Professor Melanie Joy, PharmD, PhD, has been appointed the inaugural David and Nancy Lamb Endowed Chair in Pharmacy Innovation and Entrepreneurship at the University of Colorado Anschutz Skaggs School of Pharmacy and Pharmaceutical Sciences. The new endowed chair position will help advance innovation and entrepreneurial impact across pharmacy education, translational research, and student mentorship.
“It is a tremendous honor to be named the inaugural David and Nancy Lamb Endowed Chair in Pharmacy Innovation and Entrepreneurship,” Dr. Joy said. “Disruption and creation of new technologies, tools, and processes across the pharmacy disciplines happens when novel scientific and clinical discoveries (the innovations), the how to package, translate, and commercialize it (the entrepreneurship), and patient and provider (the stakeholders) needs intersect."
"I am deeply grateful to David and Nancy Lamb for their vision and support, which will help us accelerate the translation of new ideas into novel therapies, devices, and solutions that improve patient care while also creating new opportunities for trainees to learn how to bridge laboratory and clinical science with the business of science," said Joy.
Joy is a tenured Professor at CU Anschutz Pharmacy, Director of Innovation and Commercialization, Director of the Center of Excellence Program for Model Informed Drug Development, and CU Anschutz Pharmacy champion for the campus Healthcare Innovation and Entrepreneurship (HIE) Initiative. Joy also holds a joint appointment in the Division of Renal Medicine at the School of Medicine. She previously led Entrepreneurship Education for the NIH funded SPARK/REACH program through CU Innovations and served on the CU-Anschutz Chancellor’s Committee on Innovation, and CU President’s Workgroup on Innovation and Entrepreneurship. Her NIH-funded laboratory and translational research focuses on biomarkers, kidney injury and diseases, precision medicine, pharmacometrics, and the preclinical and clinical development of therapeutics and medical devices.

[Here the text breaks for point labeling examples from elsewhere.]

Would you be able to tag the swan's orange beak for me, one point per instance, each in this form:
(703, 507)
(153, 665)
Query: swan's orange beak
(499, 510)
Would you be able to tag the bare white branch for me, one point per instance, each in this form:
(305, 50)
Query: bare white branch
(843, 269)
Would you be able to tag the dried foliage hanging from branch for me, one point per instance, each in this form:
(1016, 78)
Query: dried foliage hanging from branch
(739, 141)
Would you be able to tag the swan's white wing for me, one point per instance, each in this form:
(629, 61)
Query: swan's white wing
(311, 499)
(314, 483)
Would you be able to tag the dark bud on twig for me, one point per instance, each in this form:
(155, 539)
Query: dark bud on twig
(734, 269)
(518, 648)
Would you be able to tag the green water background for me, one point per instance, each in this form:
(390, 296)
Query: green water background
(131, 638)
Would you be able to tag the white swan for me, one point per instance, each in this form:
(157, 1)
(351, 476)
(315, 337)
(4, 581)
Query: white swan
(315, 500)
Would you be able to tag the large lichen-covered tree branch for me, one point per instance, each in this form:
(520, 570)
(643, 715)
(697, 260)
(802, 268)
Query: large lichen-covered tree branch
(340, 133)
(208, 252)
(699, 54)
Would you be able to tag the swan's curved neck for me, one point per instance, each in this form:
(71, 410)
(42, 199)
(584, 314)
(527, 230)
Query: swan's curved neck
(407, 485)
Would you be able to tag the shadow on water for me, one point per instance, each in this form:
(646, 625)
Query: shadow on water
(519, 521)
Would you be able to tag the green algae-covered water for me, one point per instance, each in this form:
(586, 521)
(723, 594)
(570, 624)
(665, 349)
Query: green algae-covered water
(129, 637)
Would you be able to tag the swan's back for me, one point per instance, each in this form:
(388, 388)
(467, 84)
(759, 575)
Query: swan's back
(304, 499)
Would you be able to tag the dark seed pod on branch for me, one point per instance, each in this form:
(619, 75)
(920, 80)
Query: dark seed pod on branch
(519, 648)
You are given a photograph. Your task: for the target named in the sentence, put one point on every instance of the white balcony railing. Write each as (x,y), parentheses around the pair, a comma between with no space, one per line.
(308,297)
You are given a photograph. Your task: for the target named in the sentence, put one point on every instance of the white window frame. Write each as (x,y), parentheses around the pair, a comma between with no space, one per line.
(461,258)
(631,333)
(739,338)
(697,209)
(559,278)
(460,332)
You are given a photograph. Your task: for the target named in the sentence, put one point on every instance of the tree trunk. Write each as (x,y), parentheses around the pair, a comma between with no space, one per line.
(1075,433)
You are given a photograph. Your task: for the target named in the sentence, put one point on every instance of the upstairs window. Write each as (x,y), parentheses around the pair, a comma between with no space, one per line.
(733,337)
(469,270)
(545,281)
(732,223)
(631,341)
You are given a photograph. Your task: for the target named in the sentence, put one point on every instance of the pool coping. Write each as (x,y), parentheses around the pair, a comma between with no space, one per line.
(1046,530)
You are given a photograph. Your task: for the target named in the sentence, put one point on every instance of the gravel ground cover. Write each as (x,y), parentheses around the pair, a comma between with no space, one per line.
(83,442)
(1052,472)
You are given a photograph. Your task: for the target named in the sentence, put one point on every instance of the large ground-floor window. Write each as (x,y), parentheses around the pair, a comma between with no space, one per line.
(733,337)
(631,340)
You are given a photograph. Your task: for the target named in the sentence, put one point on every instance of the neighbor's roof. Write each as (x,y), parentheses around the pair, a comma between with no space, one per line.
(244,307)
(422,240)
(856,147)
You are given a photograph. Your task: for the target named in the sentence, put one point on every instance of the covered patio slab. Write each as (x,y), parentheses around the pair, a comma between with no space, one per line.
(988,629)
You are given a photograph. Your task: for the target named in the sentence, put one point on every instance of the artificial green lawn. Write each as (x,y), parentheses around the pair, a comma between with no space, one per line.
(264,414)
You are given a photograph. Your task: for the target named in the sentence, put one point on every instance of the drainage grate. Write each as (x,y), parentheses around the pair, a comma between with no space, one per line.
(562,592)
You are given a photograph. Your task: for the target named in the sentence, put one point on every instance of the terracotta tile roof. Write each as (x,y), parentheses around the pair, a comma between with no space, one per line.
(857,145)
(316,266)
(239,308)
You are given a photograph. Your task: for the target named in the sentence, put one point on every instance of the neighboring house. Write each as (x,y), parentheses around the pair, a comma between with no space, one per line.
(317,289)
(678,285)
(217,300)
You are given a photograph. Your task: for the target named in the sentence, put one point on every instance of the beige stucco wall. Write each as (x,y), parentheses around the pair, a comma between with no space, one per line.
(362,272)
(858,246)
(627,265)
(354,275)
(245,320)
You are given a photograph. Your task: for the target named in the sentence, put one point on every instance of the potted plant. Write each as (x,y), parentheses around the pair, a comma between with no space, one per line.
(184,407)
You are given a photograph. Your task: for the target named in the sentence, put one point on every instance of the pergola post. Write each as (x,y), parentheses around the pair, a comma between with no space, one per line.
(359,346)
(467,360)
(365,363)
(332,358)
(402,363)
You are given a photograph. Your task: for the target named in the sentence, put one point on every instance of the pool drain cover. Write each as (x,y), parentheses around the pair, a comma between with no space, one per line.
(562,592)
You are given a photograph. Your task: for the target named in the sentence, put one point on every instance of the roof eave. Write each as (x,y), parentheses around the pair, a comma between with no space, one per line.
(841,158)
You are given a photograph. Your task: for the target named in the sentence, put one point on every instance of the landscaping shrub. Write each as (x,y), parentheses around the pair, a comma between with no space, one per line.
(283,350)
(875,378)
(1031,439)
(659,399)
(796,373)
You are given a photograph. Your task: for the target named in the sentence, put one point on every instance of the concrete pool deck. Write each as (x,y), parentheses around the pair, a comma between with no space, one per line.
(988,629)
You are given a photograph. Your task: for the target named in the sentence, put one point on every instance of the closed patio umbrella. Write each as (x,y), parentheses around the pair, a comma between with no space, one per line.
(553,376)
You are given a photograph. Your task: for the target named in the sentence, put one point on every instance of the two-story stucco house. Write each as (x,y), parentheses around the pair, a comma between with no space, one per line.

Over her 30+-year career, Joy has helped advance the development of multiple drugs and medical devices for kidney diseases, some of which have resulted in commercial products. She is the founder and CEO of Katharos Inc., a start-up company developing novel treatments for patients with kidney diseases.
Joy has committed to teaching and mentoring students and other trainees as a central component in her academic career. In 2022, she was named an Outstanding Ally by Women in STEM in recognition of her commitment to advancing inclusion and supporting the success of women in science. In 2024, she received the Chancellor's Teaching Recognition Award for the CU Anschutz Graduate School.
“During my pharmacy undergraduate degree in the late 1980s, I started to identify and think about all of the unmet therapy needs of the patients who I encountered and how entrepreneurial thinking is essential to turning ideas and discoveries into real-world solutions for patients,” said Joy. “I’m especially excited about the opportunity the Lamb family support creates for teaching and mentoring students and trainees toward translating their scientific and clinical ideas into impactful therapies, devices, and techniques.”
“Dr. Joy embodies exactly the kind of bold, translational leadership that moves our school, and our profession, forward,” said CU Anschutz Pharmacy Dean Brian Tsuji, PharmD. “She has spent her career bringing science to life by turning discoveries into therapies, technologies, and companies that improve patient care. I’m deeply grateful to David and Nancy Lamb for their vision in establishing this endowed chair, which will empower leaders like Dr. Joy to dream big, mentor the next generation of innovators, and accelerate the impact of our research. When we combine brilliant science with entrepreneurial thinking and incredible people, there is no limit to what we can accomplish—together.”
The David and Nancy Lamb Endowed Chair in Pharmacy Innovation and Entrepreneurship was established through the generosity of CU Anschutz Pharmacy alumni David and Nancy Lamb. David Lamb, RPh, a 1979 graduate who earned dual degrees in pharmacy and business administration, went on to become Colorado’s first registered nuclear pharmacist. Nancy Lamb, RPh, also a 1979 graduate, is a respected clinician and pioneer in home infusion and consultant pharmacy whose decades of work have advanced patient-centered care for vulnerable populations. Together, they founded Good Day Pharmacies, a Colorado-based company that has grown to 20 locations over four decades.